Actors typically consider television a stepping stone, though actresses have (as of late) realized there are a greater variety of roles available on the small-screen. Channels like Showtime, which has remade itself in recent years by offering more parts for women, also gave Cavill his first real break with a well-regarded stint as Charles Brandon on The Tudors. Cavill's performance was understated compared to some of his costars, most famously, lead Jonathan Rhys Meyers, whose dramatic King Henry VIII was considered either brilliant or excessive, with no space in between.
Our vision of a good actor is commonly someone who can play a variety of parts, which often includes supporting a franchise. The decision to attach oneself to a franchise is considered an excellent career path monetarily; they pay well, but can require a long commitment and less flexibility. This is actually equally true for long-running television shows, yet franchises are considered far more impressive for an actor's legacy.

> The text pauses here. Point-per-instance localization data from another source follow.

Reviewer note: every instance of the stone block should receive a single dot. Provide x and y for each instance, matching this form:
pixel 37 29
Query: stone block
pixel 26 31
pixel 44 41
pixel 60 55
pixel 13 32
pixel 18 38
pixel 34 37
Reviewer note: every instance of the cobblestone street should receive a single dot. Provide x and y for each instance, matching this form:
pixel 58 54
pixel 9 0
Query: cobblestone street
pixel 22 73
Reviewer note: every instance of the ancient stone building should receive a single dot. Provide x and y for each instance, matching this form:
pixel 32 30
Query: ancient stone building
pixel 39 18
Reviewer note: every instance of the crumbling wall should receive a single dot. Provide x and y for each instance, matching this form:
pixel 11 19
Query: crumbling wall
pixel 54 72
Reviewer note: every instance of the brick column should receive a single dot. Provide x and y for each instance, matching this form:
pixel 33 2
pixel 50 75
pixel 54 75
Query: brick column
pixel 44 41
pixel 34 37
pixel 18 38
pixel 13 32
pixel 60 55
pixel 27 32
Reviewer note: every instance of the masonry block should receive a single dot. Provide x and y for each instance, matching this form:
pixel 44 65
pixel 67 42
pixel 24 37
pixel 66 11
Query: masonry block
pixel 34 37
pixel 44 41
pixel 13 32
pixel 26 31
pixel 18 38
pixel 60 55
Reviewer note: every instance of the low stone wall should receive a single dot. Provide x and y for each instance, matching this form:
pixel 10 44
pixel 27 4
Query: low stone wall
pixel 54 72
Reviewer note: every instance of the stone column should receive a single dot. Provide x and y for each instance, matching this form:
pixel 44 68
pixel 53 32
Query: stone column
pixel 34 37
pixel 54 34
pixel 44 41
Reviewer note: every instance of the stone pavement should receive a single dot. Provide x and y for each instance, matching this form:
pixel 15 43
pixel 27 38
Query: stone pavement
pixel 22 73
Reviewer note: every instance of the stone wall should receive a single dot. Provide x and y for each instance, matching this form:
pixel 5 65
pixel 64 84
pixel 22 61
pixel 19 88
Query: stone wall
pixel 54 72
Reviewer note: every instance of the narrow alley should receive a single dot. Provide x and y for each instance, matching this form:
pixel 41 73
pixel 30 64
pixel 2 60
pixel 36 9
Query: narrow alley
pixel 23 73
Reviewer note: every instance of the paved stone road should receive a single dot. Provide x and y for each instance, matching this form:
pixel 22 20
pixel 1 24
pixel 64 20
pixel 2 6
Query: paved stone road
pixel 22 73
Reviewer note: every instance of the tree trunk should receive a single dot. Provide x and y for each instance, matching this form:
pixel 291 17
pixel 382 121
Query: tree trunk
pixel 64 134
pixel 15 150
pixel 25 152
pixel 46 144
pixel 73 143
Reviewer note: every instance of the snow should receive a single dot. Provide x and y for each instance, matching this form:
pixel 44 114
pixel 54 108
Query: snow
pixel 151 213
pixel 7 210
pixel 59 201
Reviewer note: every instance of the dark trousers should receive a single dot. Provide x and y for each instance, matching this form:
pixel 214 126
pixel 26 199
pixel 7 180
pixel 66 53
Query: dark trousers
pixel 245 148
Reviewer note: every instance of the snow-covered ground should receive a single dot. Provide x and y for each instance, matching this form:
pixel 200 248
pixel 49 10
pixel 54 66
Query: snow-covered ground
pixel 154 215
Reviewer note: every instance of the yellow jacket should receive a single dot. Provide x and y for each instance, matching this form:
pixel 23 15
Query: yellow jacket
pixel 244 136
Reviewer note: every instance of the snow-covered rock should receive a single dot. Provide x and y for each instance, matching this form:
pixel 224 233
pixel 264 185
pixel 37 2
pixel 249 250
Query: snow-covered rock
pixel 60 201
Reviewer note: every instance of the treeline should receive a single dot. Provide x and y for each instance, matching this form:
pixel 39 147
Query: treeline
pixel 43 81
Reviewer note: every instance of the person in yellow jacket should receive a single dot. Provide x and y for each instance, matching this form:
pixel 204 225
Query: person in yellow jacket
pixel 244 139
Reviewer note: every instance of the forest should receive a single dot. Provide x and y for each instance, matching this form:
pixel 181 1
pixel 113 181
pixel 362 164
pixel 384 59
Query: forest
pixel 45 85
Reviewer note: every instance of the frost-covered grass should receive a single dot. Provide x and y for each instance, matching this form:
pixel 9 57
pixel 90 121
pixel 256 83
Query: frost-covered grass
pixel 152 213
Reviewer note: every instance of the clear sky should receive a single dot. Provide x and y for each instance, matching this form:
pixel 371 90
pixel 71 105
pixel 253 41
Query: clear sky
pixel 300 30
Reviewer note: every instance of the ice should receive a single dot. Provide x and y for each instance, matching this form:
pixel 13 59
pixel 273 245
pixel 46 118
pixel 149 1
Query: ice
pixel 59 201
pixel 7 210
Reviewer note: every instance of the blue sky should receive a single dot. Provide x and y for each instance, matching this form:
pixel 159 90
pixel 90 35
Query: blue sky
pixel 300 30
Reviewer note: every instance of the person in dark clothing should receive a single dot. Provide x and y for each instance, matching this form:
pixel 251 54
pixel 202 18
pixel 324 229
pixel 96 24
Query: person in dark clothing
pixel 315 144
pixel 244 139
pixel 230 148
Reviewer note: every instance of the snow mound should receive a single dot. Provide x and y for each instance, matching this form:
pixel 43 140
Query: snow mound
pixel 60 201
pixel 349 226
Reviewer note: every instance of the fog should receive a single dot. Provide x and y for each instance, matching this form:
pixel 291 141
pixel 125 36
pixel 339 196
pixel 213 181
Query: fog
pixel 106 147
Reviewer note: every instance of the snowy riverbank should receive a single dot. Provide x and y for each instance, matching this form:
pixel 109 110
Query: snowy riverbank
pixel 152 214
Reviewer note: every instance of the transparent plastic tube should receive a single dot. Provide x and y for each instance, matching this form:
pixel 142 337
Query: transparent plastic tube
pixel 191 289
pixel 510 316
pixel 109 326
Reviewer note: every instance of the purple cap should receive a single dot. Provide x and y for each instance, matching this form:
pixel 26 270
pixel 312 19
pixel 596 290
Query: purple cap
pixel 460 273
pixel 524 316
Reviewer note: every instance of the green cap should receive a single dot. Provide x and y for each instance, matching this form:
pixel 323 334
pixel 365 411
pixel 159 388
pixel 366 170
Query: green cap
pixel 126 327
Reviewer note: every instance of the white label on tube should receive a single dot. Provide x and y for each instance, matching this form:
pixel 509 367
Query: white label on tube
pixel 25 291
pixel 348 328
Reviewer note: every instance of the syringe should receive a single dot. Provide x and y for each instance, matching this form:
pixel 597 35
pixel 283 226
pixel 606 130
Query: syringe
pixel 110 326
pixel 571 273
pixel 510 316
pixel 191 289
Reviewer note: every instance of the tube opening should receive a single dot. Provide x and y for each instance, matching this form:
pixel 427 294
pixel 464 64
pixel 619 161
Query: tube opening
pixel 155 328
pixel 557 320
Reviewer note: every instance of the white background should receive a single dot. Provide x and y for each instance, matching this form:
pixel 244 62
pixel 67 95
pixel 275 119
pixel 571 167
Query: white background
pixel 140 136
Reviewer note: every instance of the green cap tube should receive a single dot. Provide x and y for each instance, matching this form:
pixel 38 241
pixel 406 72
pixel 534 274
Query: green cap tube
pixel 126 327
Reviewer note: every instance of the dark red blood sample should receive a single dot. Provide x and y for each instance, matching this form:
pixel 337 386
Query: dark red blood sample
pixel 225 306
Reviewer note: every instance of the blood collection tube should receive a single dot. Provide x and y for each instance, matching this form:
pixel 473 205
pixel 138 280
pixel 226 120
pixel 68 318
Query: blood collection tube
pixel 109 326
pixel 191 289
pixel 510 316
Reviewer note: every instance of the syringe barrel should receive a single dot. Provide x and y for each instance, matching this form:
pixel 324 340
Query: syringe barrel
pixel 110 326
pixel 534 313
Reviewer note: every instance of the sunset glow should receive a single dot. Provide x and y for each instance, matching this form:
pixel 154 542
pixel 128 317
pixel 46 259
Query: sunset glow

With the addition of the Superman part, Cavill stands to become typecast or create a huge variety of options in his career. He has leading man looks (in this writer's humble opinion, he was by far the best looking actor on The Tudors), and on some levels, his participation in the The Tudors was as historically significant a role as Superman is (depending on whether you ask a history geek or a comic book lover). Cavill has the potential to become one of the small liege of British actors who regularly make waves in America.
At the same time, superhero movies are rarely well-received, and depend largely on special effects, rather than excellent plot, dialogue and character development, making it interesting that such a part is still considered so coveted. Despite all his work on the Golden Globe-nominated series, Cavill will now always best known for Superman, no matter the quality of the movie. It's a big trade to make, and demonstrates that as much as things are shifting, television has a long road to pave before it is as highly regarded as film, even film that may not even stand the test of time. Universally, and within the industry, Cavill will be considered more successful leading the Superman franchise (which could be at best little more than blockbuster-fare) than he has been in a major role on a critically-acclaimed cable television show.
A lot of the hype is just visibility; many more people will see him as Superman than ever saw him on a premium cable channel. Whether that's a good thing, or not, remains to be seen.